I got my copy of FILTHY today from Patrick Brown… man, it looks incredible. Great writing, great graphics, really nice paper. It’s just a great-looking little magazine. Apparently Dave Eggers got ahold of a copy at the LA Times Book Festival and he loved it, and that can’t hurt. If you want to take another gander at this little mag, check it out here. Also, if you want to download some music today, but can’t decide what to search for on the file sharing application of your choice, can I recommend Esquivel… he will blow your mind.

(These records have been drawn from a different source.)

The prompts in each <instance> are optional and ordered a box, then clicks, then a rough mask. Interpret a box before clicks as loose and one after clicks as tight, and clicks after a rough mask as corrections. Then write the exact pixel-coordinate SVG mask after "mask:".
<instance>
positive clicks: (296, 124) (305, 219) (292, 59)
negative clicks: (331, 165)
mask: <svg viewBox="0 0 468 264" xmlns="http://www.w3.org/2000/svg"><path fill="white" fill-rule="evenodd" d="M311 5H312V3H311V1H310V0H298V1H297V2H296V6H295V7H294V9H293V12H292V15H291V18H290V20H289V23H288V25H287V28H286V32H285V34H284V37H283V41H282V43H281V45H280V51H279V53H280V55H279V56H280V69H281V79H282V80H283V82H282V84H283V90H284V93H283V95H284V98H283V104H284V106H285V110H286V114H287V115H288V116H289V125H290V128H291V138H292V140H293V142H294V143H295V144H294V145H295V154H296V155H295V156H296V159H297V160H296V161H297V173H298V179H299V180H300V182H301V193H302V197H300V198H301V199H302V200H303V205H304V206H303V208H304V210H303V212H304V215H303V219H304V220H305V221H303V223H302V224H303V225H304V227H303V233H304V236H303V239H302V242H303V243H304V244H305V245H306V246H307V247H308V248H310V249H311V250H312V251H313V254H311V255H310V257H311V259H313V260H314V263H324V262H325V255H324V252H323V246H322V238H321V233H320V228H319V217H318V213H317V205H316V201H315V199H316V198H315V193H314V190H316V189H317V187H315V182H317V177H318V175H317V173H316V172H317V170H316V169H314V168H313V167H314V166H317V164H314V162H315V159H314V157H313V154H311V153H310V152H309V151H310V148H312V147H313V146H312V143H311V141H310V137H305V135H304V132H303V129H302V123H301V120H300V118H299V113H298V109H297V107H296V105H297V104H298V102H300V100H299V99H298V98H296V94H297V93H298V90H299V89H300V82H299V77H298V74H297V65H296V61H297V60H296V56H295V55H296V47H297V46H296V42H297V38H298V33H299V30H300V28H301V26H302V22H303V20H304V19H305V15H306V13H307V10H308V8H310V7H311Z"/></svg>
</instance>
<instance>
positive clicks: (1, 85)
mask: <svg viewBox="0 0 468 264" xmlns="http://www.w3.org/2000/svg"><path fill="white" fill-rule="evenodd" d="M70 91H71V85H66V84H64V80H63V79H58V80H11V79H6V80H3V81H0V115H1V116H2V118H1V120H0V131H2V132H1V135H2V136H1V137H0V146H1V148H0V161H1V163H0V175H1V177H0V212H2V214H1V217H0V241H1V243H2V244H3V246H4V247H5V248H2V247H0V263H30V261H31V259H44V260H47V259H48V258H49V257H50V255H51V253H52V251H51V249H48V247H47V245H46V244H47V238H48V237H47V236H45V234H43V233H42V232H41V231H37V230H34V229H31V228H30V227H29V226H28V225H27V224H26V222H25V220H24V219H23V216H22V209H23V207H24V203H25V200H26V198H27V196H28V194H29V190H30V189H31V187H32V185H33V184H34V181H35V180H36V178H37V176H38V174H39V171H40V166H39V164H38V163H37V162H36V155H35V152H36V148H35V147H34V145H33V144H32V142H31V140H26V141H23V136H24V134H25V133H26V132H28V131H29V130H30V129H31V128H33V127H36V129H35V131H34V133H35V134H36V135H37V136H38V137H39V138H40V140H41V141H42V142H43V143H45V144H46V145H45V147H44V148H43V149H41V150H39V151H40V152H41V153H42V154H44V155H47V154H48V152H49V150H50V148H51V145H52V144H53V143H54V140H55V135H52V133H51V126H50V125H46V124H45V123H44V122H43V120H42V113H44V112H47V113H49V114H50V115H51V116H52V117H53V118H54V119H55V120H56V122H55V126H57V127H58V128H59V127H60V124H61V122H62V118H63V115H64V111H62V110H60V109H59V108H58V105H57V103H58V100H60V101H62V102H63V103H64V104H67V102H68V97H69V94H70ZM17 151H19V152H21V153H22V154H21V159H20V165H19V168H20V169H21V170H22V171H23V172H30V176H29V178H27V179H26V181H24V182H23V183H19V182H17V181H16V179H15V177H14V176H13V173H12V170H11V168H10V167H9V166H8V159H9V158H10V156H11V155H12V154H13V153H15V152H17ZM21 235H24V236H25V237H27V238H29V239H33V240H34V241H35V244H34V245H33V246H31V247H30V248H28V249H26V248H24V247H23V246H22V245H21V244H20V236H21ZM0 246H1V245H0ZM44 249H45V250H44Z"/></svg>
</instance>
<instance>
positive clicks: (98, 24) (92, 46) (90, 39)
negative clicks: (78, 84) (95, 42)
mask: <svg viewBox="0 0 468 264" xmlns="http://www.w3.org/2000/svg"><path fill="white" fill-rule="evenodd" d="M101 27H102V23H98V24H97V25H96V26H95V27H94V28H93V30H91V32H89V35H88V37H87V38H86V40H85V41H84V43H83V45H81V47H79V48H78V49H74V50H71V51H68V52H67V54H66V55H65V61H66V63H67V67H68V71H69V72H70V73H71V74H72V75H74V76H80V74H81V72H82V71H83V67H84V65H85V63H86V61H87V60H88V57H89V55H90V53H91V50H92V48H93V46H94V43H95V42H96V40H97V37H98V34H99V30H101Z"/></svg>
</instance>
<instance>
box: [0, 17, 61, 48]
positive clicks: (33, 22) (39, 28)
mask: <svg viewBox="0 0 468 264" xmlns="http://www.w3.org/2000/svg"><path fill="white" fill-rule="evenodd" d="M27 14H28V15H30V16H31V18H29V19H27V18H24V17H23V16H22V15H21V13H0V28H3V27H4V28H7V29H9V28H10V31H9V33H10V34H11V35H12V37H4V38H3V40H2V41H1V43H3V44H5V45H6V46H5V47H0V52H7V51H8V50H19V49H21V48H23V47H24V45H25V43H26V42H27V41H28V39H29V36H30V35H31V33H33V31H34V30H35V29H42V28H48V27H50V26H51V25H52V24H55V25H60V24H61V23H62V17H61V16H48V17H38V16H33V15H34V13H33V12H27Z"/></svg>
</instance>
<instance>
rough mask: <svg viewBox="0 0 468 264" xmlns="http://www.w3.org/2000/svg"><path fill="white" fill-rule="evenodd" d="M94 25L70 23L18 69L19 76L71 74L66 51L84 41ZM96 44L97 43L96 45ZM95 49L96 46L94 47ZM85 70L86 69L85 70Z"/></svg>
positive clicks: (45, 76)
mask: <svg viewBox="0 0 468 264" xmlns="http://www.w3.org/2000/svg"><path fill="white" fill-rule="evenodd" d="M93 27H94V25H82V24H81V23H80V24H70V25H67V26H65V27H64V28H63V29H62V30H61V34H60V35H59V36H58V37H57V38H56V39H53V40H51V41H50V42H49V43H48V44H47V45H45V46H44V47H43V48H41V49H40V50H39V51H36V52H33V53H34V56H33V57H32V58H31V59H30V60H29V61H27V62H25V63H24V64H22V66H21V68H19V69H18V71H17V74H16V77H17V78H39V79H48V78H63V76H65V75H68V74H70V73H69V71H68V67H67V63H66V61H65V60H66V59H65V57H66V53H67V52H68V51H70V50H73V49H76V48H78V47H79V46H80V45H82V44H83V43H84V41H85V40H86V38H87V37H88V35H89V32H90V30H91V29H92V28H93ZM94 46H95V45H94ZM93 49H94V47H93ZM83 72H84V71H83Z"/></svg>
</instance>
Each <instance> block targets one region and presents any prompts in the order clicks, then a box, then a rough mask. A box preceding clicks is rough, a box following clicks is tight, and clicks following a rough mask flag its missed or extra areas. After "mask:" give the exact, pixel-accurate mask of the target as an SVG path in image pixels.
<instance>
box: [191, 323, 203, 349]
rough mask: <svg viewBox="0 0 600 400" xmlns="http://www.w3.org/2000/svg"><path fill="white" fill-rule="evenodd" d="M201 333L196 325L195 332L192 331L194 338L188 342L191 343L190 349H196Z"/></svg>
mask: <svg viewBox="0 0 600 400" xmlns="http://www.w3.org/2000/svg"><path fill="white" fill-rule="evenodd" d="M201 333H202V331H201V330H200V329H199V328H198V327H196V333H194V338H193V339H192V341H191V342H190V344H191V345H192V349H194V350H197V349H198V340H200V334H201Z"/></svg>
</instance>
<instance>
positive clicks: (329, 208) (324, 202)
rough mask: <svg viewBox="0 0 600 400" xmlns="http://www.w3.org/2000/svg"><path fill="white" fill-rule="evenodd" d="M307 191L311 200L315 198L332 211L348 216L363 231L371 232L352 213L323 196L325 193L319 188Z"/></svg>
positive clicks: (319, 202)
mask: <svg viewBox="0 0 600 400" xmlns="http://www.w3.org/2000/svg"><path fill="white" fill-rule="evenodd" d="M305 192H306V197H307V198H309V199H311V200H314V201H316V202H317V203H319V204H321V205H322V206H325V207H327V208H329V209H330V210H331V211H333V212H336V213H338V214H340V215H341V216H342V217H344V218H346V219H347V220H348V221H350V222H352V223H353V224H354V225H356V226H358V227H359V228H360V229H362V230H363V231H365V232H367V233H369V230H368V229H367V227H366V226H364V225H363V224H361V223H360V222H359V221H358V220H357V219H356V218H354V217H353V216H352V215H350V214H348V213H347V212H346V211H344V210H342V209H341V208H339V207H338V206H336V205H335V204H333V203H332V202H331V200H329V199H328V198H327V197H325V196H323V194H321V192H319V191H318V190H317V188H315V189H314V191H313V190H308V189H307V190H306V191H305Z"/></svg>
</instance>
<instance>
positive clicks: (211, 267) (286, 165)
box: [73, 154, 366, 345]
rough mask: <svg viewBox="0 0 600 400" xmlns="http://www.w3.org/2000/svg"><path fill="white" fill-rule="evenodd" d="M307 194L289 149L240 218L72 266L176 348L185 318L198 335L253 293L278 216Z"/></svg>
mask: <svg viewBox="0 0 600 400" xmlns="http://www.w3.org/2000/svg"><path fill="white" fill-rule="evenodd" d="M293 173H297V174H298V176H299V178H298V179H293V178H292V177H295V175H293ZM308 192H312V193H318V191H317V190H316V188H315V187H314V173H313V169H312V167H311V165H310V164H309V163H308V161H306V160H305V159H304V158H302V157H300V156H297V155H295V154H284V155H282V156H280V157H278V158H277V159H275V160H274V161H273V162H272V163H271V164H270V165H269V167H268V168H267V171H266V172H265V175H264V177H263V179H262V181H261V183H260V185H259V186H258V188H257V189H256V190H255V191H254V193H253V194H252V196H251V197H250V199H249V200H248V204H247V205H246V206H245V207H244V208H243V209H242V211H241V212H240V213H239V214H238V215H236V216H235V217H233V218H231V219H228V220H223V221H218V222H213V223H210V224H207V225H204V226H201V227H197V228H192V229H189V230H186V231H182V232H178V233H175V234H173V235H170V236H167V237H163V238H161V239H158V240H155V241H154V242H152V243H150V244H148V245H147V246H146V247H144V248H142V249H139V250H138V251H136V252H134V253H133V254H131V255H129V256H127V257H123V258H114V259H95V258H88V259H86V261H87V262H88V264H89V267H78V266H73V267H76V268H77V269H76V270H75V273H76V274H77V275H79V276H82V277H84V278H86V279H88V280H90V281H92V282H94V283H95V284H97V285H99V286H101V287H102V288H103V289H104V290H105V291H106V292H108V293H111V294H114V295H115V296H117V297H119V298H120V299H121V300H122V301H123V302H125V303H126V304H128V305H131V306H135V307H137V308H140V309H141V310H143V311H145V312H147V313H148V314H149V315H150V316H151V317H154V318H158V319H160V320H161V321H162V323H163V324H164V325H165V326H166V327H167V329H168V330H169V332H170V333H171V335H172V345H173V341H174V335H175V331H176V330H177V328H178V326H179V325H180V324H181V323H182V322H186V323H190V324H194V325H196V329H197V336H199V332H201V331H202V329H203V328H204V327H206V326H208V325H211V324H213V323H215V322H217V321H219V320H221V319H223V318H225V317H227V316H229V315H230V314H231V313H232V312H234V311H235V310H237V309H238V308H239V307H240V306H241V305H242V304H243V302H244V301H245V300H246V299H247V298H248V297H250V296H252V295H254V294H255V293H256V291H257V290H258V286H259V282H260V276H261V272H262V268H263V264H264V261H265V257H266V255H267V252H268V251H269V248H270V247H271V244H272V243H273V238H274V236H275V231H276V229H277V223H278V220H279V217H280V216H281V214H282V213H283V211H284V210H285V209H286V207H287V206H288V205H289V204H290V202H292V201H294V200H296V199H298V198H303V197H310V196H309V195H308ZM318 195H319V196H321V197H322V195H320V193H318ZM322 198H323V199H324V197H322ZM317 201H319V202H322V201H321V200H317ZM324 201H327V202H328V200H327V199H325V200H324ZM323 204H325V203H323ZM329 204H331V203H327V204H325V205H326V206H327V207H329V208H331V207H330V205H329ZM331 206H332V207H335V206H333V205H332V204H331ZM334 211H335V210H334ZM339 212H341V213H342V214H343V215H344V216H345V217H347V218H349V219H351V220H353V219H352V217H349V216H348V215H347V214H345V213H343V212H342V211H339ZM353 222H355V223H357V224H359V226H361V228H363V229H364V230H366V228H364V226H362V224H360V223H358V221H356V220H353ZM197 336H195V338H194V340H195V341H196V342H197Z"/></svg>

No, Amazon isn’t tagging its customers, but apparently, customers are beginning to tag Amazon. (For those who don’t know what I’m talking about, “tagging” is basically adding pieces of meta-data, descriptive keywords for example, to an object (in Amazon’s case, books and electronics). Right now there are a lot of sites that let their audience do the “tagging,” in an effort to harness the collective descriptive power of the community.) A few months back, I surmised that Amazon was entering the realm of tagging with features like “Capitalized Phrases” and “Statistically Improbable Phrases.” Now they are allowing customers to add descriptors to book pages. Apparently Amazon is still testing this out, so if you can’t see it yet (and you want to), go to Kokogiak where he’s got the full rundown including links to screenshots.I also noticed that Amazon has expanded slightly on its wildly popular “Amazon.com Sales Rank” feature. Now you can see where the book in question ranked yesterday compared to today. For example, as of this writing, The Kite Runner is ranked at “#16 in books,” while yesterday it ranked “#17 in books.”